Patient's Query
Hello doctor,
I have had elbow pain for around six months. When I bend my arm at 90 degrees or more, I get a sharp pain. This is typically during skullcrushers, the top half of a tricep pulldown, some variations of pullups, and even some variations of pushups. I visited a physio who told me I have tendinosis, which means due to the intense friction in the area during these movements, my tight tricep tendon is pulling on my elbow tendon, and that is why I feel sharp pain at these angles. The solutions he has given me are not helping, and in fact, it is getting worse.
Please help.
Thank you.
Hello,
Welcome to icliniq.com.
I can understand your concern.
Thanks for explaining your situation so clearly. Chronic elbow pain like this, especially when it is worsening, is deeply frustrating. Given that it has been ongoing for six months and your current treatment is not only ineffective but possibly aggravating the issue, it is important to take a more strategic and perhaps multidisciplinary approach. Based on your description, a few things stand out:
Pain during elbow flexion of more than 90 degrees, especially under load.

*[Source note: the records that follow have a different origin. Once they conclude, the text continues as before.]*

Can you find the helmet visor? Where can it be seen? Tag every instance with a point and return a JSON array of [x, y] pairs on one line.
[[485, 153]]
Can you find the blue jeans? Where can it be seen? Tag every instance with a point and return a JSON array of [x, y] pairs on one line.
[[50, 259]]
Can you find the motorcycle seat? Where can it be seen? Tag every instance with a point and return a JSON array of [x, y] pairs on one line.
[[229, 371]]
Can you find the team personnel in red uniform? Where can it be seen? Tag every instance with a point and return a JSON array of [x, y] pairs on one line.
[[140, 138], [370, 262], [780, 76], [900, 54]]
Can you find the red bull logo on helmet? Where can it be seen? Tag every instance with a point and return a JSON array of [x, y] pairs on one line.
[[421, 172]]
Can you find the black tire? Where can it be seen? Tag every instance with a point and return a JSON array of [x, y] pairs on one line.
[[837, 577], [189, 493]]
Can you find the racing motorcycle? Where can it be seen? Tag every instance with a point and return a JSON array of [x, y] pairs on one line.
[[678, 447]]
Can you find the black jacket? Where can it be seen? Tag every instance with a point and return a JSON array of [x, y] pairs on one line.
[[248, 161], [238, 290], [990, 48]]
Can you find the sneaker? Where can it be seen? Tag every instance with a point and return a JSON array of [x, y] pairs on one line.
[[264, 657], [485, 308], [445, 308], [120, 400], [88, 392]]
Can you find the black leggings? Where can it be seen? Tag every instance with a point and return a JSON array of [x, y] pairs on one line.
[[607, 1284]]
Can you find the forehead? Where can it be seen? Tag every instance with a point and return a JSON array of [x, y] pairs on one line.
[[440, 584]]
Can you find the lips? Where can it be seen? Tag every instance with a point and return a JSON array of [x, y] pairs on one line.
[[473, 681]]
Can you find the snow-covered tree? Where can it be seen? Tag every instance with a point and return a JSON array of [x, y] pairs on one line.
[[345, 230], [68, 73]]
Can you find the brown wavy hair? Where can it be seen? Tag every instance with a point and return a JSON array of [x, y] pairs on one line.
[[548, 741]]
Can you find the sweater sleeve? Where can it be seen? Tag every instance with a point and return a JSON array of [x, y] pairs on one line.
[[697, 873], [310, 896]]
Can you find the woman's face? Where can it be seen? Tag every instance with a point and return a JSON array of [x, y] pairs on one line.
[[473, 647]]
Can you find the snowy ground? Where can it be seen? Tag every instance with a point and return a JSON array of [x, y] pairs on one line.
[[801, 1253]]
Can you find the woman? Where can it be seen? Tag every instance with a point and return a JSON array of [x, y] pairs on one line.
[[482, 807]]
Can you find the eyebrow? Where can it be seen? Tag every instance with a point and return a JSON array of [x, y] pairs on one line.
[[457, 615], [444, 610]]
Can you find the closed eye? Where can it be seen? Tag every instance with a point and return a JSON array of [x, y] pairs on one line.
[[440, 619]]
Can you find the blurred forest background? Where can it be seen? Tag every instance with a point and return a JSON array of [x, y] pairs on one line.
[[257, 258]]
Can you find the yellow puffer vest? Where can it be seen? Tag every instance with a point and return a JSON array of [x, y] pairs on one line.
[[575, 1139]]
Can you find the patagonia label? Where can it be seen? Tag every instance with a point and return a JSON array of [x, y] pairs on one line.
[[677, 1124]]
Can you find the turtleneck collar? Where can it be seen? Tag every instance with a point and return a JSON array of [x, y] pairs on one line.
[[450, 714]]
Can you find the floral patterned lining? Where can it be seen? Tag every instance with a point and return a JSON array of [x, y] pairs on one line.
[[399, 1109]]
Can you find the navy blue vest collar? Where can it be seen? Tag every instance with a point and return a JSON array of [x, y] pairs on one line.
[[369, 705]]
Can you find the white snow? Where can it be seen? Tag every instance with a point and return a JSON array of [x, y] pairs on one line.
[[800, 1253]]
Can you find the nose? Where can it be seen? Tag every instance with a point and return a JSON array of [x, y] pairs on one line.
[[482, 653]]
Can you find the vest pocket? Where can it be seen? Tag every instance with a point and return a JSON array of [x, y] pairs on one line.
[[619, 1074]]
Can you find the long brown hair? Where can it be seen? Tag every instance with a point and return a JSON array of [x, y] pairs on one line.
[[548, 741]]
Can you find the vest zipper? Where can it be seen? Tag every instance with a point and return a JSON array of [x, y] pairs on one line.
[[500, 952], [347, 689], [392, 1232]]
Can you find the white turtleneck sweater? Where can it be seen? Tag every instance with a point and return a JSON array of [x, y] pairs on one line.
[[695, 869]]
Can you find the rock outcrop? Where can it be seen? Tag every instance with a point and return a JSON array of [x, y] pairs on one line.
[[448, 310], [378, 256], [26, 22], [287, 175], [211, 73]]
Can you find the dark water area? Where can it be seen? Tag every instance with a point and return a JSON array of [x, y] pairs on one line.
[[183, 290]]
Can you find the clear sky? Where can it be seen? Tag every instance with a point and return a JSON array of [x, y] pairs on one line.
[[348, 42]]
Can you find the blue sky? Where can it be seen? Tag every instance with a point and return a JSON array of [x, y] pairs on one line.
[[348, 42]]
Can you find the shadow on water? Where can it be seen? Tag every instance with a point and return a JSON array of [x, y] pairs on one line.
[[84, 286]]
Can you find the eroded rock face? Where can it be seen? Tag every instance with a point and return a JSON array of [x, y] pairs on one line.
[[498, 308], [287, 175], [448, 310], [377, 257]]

Involvement in skullcrushers, tricep pulldowns (top half), pullups, pushups, all involving the triceps, and likely elbow extension or flexion under tension.
Diagnosis: Triceps tendonosis leading to traction on the elbow.
Immediate recommendations:
1. Stop aggravating movements- Strict deload.
You are likely stuck in a cycle of microtrauma without time for recovery. For now:
Stop all loaded triceps extension movements (skullcrushers, pushdowns, dips, overhead triceps, etc.)
Pause all pullups and pushups, especially those that stress elbow flexion angles more than 90 degrees.
Substitute with isometric exercises and unloaded mobility work.
Distal triceps tendinosis (your current diagnosis)-
Common in lifters.
Pain is usually at the back of the elbow near the olecranon.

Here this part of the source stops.